The image processing unit 40 image-processes the image data A of the photographed slab with an edge detection mask to obtain image data B consisting of the slab outline and the skull image, and reads the number of pixels Pc between both sides of the slab image. The image data (C) of the skull image is extracted by erasing the linear components representing the slab outlines from the image data (B), and the horizontal pixel number (Px) and the vertical pixel number ( Serves to read Py).

The calculation processing unit 50 reads the number of horizontal pixels Px, the number of vertical pixels Py of the skull image, the number of pixels Pc between both sides of the slab image, and the preset, main, read by the image processing unit 40. From the horizontal size (Cx) of the convenience, the vertical size (Cy ') of the actual cast image picked up on one frame of the CCD camera, and the vertical pixel number (Pf) of the one frame, the actual size (Sx) and vertical size ( It is configured to serve to calculate Sy).

In addition, the calculation processing unit 50 obtains the absolute value of the derivative value of the edge dam load corresponding to the time point of the skull generation when the image processing unit 40 primarily determines that the skull is the extraction result of the skull image image data C. In other words, it only plays a role in determining that the skull is only valid when its absolute value is above a certain value.

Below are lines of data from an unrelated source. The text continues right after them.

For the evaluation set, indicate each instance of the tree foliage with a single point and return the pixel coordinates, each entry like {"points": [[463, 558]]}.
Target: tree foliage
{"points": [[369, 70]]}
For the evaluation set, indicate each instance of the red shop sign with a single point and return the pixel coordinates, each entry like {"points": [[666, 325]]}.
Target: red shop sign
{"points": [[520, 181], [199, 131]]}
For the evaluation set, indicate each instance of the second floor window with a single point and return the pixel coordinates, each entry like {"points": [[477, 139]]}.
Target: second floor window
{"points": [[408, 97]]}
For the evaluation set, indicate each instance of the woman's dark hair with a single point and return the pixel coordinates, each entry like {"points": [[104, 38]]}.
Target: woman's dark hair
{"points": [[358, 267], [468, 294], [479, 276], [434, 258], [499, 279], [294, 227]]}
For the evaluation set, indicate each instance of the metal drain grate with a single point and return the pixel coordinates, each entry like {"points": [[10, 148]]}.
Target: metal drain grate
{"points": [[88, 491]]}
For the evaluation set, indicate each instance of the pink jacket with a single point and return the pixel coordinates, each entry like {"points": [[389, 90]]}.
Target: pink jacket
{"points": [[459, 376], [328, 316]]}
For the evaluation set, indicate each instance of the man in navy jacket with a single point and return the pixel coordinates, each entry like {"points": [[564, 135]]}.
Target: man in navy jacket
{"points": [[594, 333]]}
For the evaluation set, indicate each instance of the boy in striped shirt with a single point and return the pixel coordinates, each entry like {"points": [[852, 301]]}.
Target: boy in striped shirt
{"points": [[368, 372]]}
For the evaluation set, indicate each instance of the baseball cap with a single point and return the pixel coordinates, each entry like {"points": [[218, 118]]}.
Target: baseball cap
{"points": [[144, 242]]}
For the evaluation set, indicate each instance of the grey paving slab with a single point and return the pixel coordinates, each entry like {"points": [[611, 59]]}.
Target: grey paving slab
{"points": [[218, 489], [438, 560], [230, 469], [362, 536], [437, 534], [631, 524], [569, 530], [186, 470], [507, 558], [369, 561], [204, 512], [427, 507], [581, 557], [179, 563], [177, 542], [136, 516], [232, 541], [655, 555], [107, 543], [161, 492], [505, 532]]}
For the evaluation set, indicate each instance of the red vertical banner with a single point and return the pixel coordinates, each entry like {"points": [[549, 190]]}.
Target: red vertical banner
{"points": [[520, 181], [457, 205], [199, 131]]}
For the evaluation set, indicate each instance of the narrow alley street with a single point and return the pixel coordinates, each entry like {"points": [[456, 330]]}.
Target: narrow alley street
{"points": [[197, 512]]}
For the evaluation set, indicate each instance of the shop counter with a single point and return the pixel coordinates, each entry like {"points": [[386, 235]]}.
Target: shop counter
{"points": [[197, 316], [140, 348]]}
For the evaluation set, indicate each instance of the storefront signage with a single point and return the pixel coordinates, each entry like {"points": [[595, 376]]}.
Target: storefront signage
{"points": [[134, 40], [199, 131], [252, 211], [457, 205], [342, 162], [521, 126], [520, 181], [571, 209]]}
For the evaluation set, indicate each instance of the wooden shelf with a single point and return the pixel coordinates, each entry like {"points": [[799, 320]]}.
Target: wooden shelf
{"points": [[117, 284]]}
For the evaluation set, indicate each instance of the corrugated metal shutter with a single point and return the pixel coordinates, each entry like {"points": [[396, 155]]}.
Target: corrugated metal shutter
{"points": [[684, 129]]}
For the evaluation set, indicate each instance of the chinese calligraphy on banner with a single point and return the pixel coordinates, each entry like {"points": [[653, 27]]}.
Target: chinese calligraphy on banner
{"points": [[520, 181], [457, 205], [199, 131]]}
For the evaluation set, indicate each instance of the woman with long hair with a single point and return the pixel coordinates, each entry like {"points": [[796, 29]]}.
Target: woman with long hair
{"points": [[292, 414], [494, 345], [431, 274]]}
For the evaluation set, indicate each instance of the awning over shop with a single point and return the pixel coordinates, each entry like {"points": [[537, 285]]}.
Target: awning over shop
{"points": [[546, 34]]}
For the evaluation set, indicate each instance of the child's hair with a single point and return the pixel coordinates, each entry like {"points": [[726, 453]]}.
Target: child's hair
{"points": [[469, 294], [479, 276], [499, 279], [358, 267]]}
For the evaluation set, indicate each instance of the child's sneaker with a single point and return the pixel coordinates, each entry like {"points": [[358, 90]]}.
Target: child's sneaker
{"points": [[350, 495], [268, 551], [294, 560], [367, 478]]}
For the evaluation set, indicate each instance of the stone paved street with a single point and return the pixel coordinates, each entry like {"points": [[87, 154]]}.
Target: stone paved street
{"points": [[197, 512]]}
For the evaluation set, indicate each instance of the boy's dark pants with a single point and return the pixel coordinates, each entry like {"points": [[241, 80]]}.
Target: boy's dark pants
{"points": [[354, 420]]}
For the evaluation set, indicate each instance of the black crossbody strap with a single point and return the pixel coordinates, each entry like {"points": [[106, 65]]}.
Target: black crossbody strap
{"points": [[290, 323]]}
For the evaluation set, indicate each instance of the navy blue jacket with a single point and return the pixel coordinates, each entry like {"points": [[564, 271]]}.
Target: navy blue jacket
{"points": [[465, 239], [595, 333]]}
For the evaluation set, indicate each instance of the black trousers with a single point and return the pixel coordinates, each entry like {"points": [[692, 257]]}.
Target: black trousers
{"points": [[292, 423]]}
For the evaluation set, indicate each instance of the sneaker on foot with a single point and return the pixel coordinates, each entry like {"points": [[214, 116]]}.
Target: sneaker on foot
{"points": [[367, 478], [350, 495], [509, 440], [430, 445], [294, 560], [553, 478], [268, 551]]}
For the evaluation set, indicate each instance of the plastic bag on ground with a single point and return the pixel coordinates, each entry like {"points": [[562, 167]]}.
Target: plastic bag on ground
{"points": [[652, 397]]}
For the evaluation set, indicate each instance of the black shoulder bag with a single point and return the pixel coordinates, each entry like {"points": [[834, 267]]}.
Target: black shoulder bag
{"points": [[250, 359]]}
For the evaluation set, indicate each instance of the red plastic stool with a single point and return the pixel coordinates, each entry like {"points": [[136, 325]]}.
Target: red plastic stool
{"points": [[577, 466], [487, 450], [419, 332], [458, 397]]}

Further, the edge scull search apparatus may further include a storage unit 60 for storing the image data of the skull image processed by the image processor and the horizontal and vertical size of the skull calculated by the arithmetic processor.

Therefore, according to the first aspect of the present invention, the present invention provides a skull search method capable of detecting the edge skull size.

That is, the edge dam load measuring unit 30 continuously measures the edge dam load, and uses the CCD camera 10 provided between the point where the temperature distribution of the cast steel is constant from the point immediately after the cast steel is produced. Image pickup In the present invention, since the skull and the slab can be distinguished due to the difference in color according to the cooling rate, the skull can be discriminated by a general image instead of a thermal image, and thus the image can be easily captured by using a CCD camera. An example of the image picked up by such a CCD camera 10 is shown in FIG.

In this way, the image data picked up by the CCD camera is transmitted to the image processing unit 40, and the load measured by the edge dam load measuring unit 30 is transferred to the arithmetic processing unit 50 in real time and embedded therein.

Next, in the present invention, the photographed image data A is subjected to two-stage image processing. In other words, step 1 is an image processing step using an edge detection mask to obtain image data (B) including the outline of the cast and the skull image, and step 2 is an outline component of the cast in the image data (B) processed in step 1. Image processing (C) consisting of only the skull image by erasing the image.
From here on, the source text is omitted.